Sejumlah ruang layanan di lantai 4B MPP Bontang kini kosong setelah ditinggalkan tenant. DPMPTSP menyiapkan evaluasi untuk pemanfaatan area tersebut. (Foto : DN / Narasipedia.net )
BONTANG. Sejumlah ruang layanan di Mal Pelayanan Publik (MPP) Bontang yang kini tidak lagi ditempati tenant akan menjadi bahan evaluasi Dinas Penanaman Modal dan Pelayanan Terpadu Satu Pintu (DPMPTSP).
Kepala DPMPTSP Bontang Muhammad Aspiannur mengatakan, pihaknya tengah mencermati pemanfaatan sejumlah ruang yang sebelumnya digunakan untuk pelayanan maupun aktivitas perbankan.
Menurutnya, perubahan kebutuhan layanan membuat beberapa tenant tidak lagi beroperasi di lokasi tersebut. Kondisi itu menyebabkan terdapat area yang belum dimanfaatkan secara maksimal.
“Memang ada beberapa ruang yang saat ini kosong. Nanti akan kami lihat kembali kebutuhan dan pemanfaatannya,” kata Aspiannur.
Ia menjelaskan, evaluasi dilakukan untuk memastikan setiap fasilitas yang tersedia di MPP tetap memberikan manfaat. Apalagi gedung tersebut dibangun untuk mendukung pelayanan publik yang terpusat dalam satu lokasi.
Meski terdapat sejumlah ruang yang belum terisi, aktivitas pelayanan kepada masyarakat disebut tidak mengalami gangguan. Beberapa instansi masih aktif membuka layanan setiap hari.
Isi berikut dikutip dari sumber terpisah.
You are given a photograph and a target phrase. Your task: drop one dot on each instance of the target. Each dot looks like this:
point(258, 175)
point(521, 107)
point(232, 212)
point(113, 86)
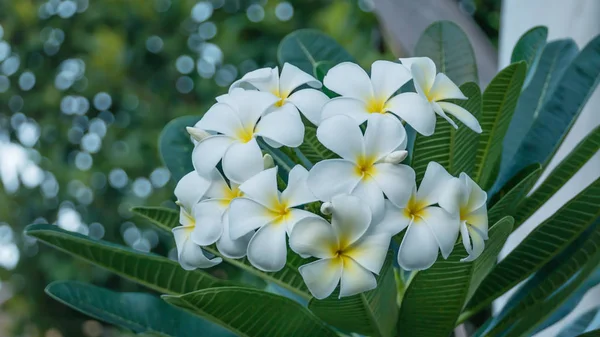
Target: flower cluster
point(367, 195)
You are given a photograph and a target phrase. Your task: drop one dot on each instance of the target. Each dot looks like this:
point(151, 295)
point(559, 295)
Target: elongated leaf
point(176, 148)
point(505, 202)
point(556, 58)
point(498, 105)
point(373, 313)
point(288, 278)
point(435, 297)
point(138, 312)
point(543, 244)
point(558, 115)
point(252, 313)
point(560, 175)
point(165, 218)
point(551, 289)
point(529, 49)
point(449, 47)
point(153, 271)
point(305, 48)
point(451, 148)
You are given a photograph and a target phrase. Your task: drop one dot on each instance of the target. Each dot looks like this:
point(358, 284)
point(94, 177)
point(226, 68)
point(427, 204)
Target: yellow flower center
point(376, 105)
point(365, 166)
point(415, 208)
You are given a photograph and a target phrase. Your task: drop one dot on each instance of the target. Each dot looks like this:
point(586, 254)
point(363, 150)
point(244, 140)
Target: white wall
point(579, 20)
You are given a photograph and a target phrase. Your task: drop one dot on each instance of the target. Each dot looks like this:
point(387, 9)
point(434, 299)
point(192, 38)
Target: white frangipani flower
point(369, 167)
point(264, 208)
point(283, 87)
point(419, 109)
point(237, 120)
point(347, 251)
point(189, 190)
point(465, 199)
point(362, 96)
point(430, 228)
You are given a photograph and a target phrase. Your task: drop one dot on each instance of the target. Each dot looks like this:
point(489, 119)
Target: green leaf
point(562, 173)
point(498, 105)
point(288, 278)
point(548, 290)
point(505, 202)
point(449, 47)
point(451, 148)
point(373, 313)
point(306, 48)
point(176, 148)
point(529, 49)
point(555, 59)
point(138, 312)
point(153, 271)
point(252, 313)
point(165, 218)
point(435, 297)
point(559, 114)
point(543, 244)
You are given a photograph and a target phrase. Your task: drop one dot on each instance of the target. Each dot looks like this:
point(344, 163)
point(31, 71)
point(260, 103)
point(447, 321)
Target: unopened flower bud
point(268, 161)
point(396, 157)
point(197, 133)
point(327, 208)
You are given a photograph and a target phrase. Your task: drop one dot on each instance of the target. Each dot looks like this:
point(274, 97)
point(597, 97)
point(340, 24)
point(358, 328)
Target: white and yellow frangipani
point(264, 208)
point(369, 165)
point(189, 190)
point(430, 228)
point(361, 96)
point(284, 88)
point(419, 109)
point(466, 200)
point(349, 254)
point(238, 119)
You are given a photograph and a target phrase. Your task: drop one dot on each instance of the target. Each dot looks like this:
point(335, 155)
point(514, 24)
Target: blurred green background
point(86, 87)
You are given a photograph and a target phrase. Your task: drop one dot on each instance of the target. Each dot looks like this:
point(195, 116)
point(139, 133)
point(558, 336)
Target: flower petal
point(331, 177)
point(444, 88)
point(209, 222)
point(384, 134)
point(347, 106)
point(350, 80)
point(341, 135)
point(387, 78)
point(292, 77)
point(415, 110)
point(233, 249)
point(262, 188)
point(297, 192)
point(190, 189)
point(242, 160)
point(221, 118)
point(246, 215)
point(322, 276)
point(284, 126)
point(370, 251)
point(267, 249)
point(444, 226)
point(310, 102)
point(425, 67)
point(393, 222)
point(314, 236)
point(355, 278)
point(419, 249)
point(396, 181)
point(433, 184)
point(350, 219)
point(208, 153)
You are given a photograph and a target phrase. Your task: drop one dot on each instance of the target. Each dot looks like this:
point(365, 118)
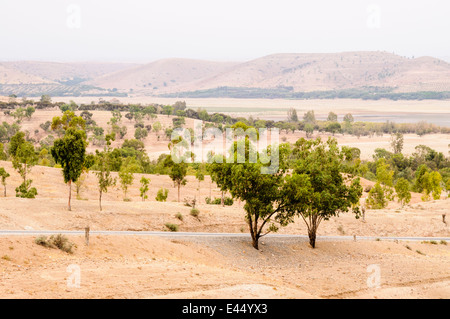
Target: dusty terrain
point(208, 267)
point(155, 146)
point(302, 72)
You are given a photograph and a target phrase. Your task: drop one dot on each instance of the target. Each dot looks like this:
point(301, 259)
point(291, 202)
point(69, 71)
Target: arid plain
point(133, 266)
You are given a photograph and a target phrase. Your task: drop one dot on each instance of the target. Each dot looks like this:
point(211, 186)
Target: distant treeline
point(286, 92)
point(64, 88)
point(24, 109)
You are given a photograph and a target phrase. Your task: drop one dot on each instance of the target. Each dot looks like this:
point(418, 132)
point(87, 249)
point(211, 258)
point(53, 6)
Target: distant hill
point(281, 75)
point(161, 76)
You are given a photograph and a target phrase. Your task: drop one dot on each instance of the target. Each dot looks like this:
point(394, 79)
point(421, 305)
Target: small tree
point(144, 188)
point(332, 117)
point(70, 153)
point(292, 115)
point(397, 141)
point(402, 190)
point(161, 195)
point(382, 192)
point(105, 180)
point(4, 175)
point(199, 176)
point(326, 191)
point(126, 179)
point(157, 127)
point(167, 109)
point(431, 183)
point(178, 172)
point(24, 158)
DPMPTSP juga membuka kemungkinan adanya penyesuaian tata ruang maupun pemanfaatan gerai sesuai kebutuhan pelayanan ke depan. Namun hingga saat ini belum ada keputusan final terkait penggunaan area yang kosong tersebut.
“Yang jelas akan kami evaluasi dulu. Nanti dilihat kebutuhan pelayanan yang paling sesuai,” ujarnya.
Menurut Aspiannur, pengembangan MPP tidak hanya berfokus pada jumlah tenant, tetapi juga efektivitas layanan yang diberikan kepada masyarakat. Karena itu, setiap perubahan akan mempertimbangkan manfaat dan kemudahan akses bagi warga.
“Ke depan, hasil evaluasi tersebut diharapkan dapat menjadi dasar penataan MPP agar fungsi gedung sebagai pusat pelayanan publik tetap berjalan optimal,” pungkasnya.